There's a list of some Federal classification/taxonomy schemes listed and presented in spreadsheet form over here - https://github.com/GSA/governmentwide-classifications

TDabolt commented 9 months ago

P1 - we need to discuss - I agree we need a controlled vocab for topics - the question becomes - which one. I lean towards LOC related ones as they will be maintained are used across US and across disciplines. See issue submitted by @doi-jschlagel

fellahst commented 9 months ago

To meet this requirement for providing faceted views or lists of datasets based on specific topics or themes, the following solution is recommended. This approach aligns with the evolving standards of DCAT and allows for a flexible yet structured classification of datasets.

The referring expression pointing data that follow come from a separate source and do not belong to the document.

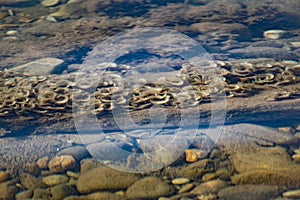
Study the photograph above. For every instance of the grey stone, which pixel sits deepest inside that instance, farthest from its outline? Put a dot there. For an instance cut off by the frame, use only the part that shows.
(249, 192)
(44, 66)
(149, 188)
(104, 178)
(61, 191)
(78, 152)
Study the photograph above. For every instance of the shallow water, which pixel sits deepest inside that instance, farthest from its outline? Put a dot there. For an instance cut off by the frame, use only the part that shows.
(164, 77)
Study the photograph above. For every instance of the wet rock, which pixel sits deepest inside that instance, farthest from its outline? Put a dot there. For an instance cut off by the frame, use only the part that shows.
(97, 195)
(15, 2)
(149, 187)
(29, 181)
(32, 168)
(62, 163)
(293, 194)
(210, 187)
(197, 169)
(254, 168)
(78, 152)
(249, 192)
(180, 181)
(262, 52)
(4, 175)
(88, 164)
(219, 30)
(27, 194)
(55, 180)
(61, 191)
(39, 193)
(104, 178)
(7, 190)
(43, 162)
(49, 3)
(185, 188)
(42, 66)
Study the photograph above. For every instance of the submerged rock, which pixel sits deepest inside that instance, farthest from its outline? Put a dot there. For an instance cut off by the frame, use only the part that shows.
(104, 178)
(149, 188)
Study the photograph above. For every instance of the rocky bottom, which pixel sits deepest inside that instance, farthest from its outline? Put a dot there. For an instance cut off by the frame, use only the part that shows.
(248, 162)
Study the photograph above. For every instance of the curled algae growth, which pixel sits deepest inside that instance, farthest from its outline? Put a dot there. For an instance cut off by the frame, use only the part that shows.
(22, 94)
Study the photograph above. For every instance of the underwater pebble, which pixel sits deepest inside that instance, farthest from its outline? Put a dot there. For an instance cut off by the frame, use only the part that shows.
(3, 176)
(78, 152)
(49, 3)
(296, 157)
(55, 180)
(149, 188)
(44, 66)
(180, 181)
(295, 44)
(192, 155)
(72, 174)
(61, 163)
(43, 162)
(275, 34)
(293, 194)
(104, 178)
(185, 188)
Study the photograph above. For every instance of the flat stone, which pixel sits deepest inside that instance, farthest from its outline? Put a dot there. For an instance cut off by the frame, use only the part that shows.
(44, 66)
(78, 152)
(293, 194)
(210, 187)
(61, 191)
(149, 188)
(55, 180)
(104, 178)
(249, 192)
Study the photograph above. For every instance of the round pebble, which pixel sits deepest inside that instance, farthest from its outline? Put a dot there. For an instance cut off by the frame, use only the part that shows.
(296, 157)
(43, 162)
(61, 163)
(186, 188)
(49, 3)
(293, 194)
(3, 176)
(180, 181)
(55, 180)
(12, 32)
(274, 34)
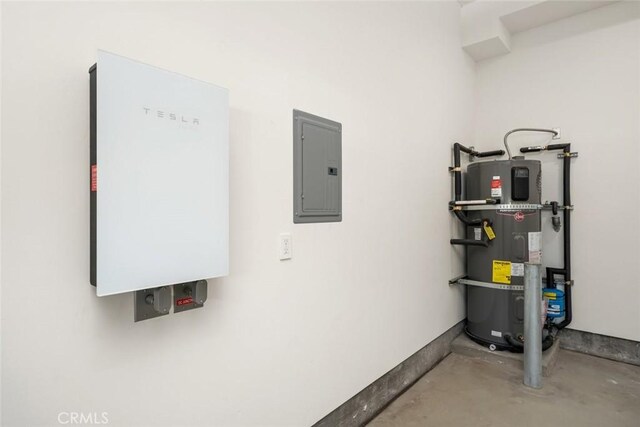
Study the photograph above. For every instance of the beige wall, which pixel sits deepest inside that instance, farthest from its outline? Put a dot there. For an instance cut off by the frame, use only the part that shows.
(581, 74)
(278, 343)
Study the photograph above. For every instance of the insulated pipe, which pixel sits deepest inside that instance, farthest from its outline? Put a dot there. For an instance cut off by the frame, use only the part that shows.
(506, 145)
(457, 148)
(532, 326)
(566, 213)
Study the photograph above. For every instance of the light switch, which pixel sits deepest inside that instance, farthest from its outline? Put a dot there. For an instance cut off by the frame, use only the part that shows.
(286, 250)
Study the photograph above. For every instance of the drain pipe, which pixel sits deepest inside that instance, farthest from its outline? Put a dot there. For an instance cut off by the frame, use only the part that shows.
(532, 326)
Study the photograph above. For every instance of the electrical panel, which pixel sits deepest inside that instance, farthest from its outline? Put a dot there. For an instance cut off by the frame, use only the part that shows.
(317, 169)
(159, 179)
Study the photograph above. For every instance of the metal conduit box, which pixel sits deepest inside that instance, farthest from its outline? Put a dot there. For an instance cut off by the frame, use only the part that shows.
(159, 178)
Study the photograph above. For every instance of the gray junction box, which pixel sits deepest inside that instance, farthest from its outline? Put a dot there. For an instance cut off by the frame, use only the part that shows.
(317, 169)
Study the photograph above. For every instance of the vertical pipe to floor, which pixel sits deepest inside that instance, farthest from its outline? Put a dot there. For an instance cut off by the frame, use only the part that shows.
(532, 326)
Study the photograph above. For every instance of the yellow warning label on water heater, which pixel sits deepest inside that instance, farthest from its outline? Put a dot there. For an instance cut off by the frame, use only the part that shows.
(501, 272)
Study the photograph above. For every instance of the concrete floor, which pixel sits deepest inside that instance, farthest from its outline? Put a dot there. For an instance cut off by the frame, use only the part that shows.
(464, 391)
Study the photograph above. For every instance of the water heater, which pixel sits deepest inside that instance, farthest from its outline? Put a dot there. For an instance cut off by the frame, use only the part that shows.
(159, 177)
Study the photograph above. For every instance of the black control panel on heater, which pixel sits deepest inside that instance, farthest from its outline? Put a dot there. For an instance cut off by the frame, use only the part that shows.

Recommended Solution for theme Property:

Utilize Semantic Classifications:

The theme property should not be handled as a mere array of strings. Instead, it should refer to semantic classifications defined in a controlled vocabulary. This ensures that themes are not arbitrarily assigned but are based on a structured and recognized system of categorization.

Alignment with DCAT3 Standards:

In DCAT3, the theme property is a specialization of dcterms:subject, wherein themes categorizing the resources are organized in structures like skos:ConceptScheme, skos:Collection, owl:Ontology`, or similar. This structure describes all categories and their relations, as outlined in the DCAT3 Vocabulary.

Multiple Vocabularies for Classification:

It is not necessary to adhere to a single, universally applicable controlled vocabulary for themes. Instead, multiple vocabularies can be used for the classification of resources, allowing for greater flexibility and relevance across diverse datasets. The controlled vocabulary for theme and other classifier properties should not be limited to the Catalog of Datasets. Each Dataset within the Catalog can utilize one or more different controlled vocabularies for theme, enabling more specific and accurate classification.

More information can be found in resource classification section in DCAT US 3.0 usage guideline.

TDabolt commented 9 months ago

May want to consider a short discussion of how this can be accomplished in the implementation section.